If you haven’t figured it out by now, I am a millennial. Now, I won’t state my age here because, really, what’s the point of that, but I’ll give you an idea: I was an 80’s kid. I grew up with Punky Brewster and Sesame Street, watched MacGyver with my mom and dad, loved The A-Team theme song but not the show, and loved The Wonder Years and Growing Pains, the latter mostly because of a young Leo DiCaprio.
Although I won’t post any incriminating photos with horrible hair and clothes (thanks, mom), I remember my childhood, pre-teen and early teenage years as a blissful time of totally awesome TV shows, catchy pop songs, and colorful Liza Frank trapper keepers.
Even though I can say that I’ve been “working” since I was six years old (I used to help my uncle with his crafts’ store organizing stuff and inventory), it wasn’t until I was 15 that my “future” began to become a reality. For some reason, my years in elementary, middle and junior high school were all carefree; the future was very far away.
But when you’re two years away from graduating high school, you panic and start thinking about what that future might bring. I’m sure this dawns differently on everyone, but for me, it was sudden.
Coming from a conservative family and being a woman meant that my life was pretty much planned from the beginning: ballet classes started when I was three to help with discipline and posture; I was enrolled in a very prestigious private school because my parents believe that education is the one thing that is essential and no one can take away from you; and I was one of the lucky kids to get an allowance without having too many chores because my focus was my studies.
And college, wow, was that the promised land! I was supposed to pick from one of the highest-paid professions like law or medicine. College is where I was supposed to find myself a husband, because how is a woman defined otherwise if she doesn’t have a man to take care of her (oh boy, I’ll get in trouble with ‘rents for this one!).
Just like my incredibly smart father, I was supposed to graduate in four years (or longer, depending on what I chose to study) and immediately have plenty of recruiters begging me to go work for them with a starting salary of $40,000. That’s how it happened to my dad: he was recruited as the best and brightest, not a second after he had his diploma.
I was supposed to be getting the highest honors in college, finding a husband, landing the job of my dreams and buying a car and house to settle down. However, the reality has been far from that.

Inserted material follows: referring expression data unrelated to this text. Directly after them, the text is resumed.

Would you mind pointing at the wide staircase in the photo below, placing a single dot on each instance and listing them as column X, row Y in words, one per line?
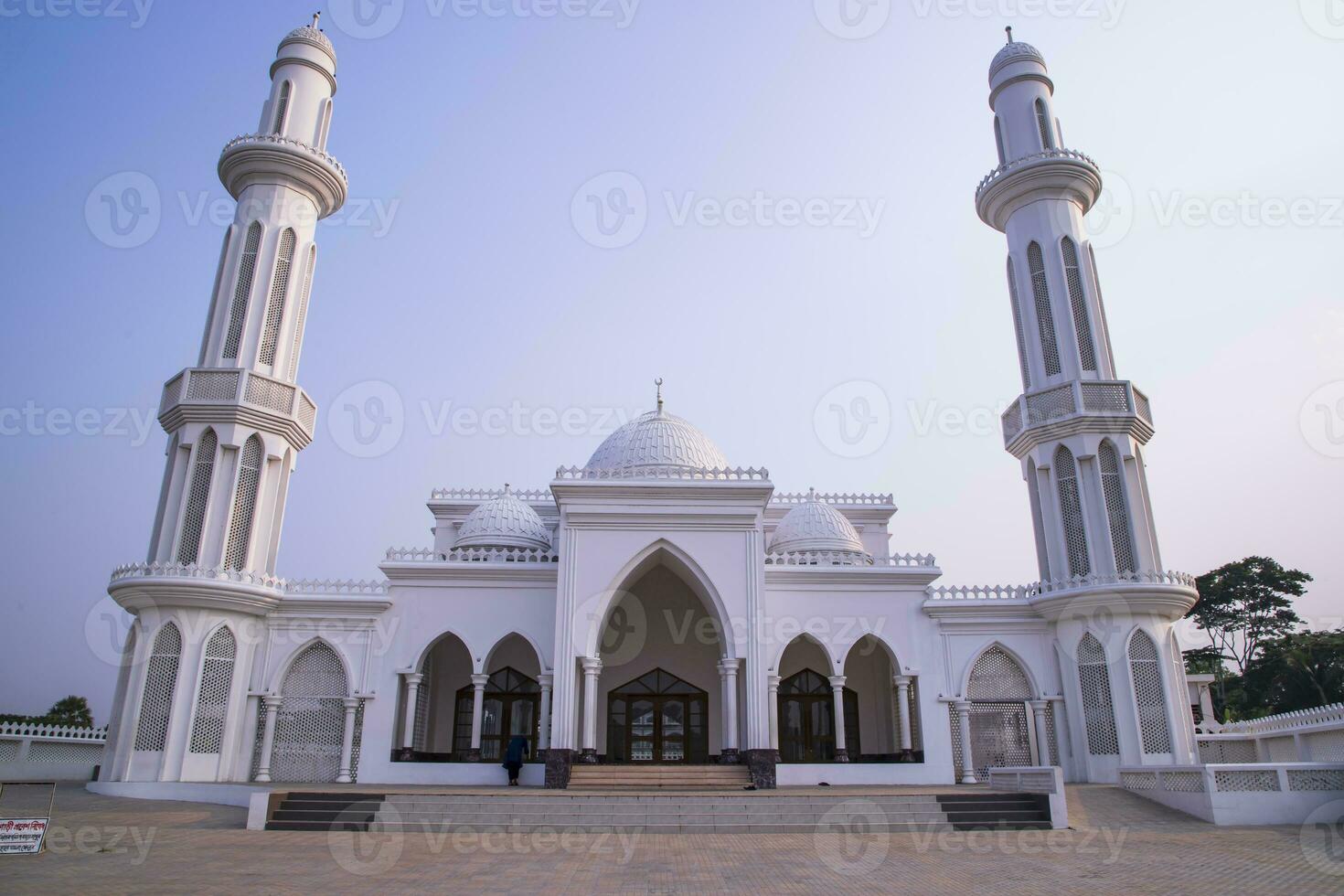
column 659, row 778
column 761, row 812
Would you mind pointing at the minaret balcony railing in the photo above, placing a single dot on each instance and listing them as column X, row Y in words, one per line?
column 1035, row 159
column 1075, row 400
column 210, row 389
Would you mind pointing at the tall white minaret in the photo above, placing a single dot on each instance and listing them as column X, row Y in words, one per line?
column 237, row 421
column 1077, row 429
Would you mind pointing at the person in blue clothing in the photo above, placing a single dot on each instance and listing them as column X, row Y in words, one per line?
column 514, row 753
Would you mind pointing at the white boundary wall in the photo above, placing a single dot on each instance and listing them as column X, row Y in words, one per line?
column 1241, row 793
column 48, row 752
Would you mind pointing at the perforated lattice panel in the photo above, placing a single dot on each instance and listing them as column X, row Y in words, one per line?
column 212, row 386
column 1072, row 512
column 160, row 684
column 303, row 315
column 1117, row 509
column 1078, row 305
column 998, row 735
column 65, row 752
column 1018, row 328
column 277, row 397
column 217, row 678
column 1146, row 670
column 1326, row 746
column 197, row 496
column 1249, row 781
column 1315, row 779
column 246, row 271
column 311, row 721
column 997, row 676
column 276, row 304
column 1044, row 317
column 1098, row 709
column 245, row 501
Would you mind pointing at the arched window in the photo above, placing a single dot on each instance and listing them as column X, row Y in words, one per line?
column 1044, row 317
column 160, row 687
column 1047, row 140
column 281, row 108
column 1148, row 693
column 246, row 269
column 217, row 678
column 245, row 504
column 1098, row 709
column 303, row 312
column 276, row 304
column 1072, row 512
column 311, row 720
column 197, row 497
column 1078, row 303
column 1117, row 511
column 1017, row 323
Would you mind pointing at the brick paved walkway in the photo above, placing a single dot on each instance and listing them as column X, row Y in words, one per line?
column 1120, row 844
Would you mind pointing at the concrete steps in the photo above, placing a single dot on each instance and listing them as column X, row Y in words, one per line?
column 659, row 776
column 657, row 813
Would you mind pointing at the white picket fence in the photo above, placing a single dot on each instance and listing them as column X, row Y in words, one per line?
column 48, row 752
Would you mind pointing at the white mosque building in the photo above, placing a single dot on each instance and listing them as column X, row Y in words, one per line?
column 657, row 604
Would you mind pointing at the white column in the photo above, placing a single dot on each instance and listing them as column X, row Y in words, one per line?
column 347, row 741
column 543, row 726
column 773, row 688
column 1038, row 709
column 413, row 681
column 729, row 678
column 903, row 710
column 837, row 693
column 477, row 712
column 268, row 738
column 968, row 763
column 592, row 672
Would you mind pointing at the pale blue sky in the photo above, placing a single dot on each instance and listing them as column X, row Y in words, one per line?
column 471, row 134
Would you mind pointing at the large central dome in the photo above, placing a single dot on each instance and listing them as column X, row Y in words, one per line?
column 657, row 440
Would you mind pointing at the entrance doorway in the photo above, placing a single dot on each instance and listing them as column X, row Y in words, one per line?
column 806, row 719
column 657, row 718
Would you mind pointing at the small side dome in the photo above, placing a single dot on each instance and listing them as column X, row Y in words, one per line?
column 1015, row 51
column 503, row 523
column 814, row 526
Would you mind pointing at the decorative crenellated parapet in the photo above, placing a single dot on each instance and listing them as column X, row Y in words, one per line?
column 726, row 475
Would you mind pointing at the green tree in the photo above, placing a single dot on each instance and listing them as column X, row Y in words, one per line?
column 1244, row 603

And did you notice the buzzword here? “Supposed.” I was supposed to be, by now, better off financially than my parents. All of these things were supposed to happen a few years after college.
But none of it happened, except me getting high honors in college. You see, in some parts, the recession really started in 2005. People at different companies would mention the “before and after 2005” era. A lot of people got laid off due to the economic crisis and there was a generalized hiring freeze. Even KFC wasn’t hiring!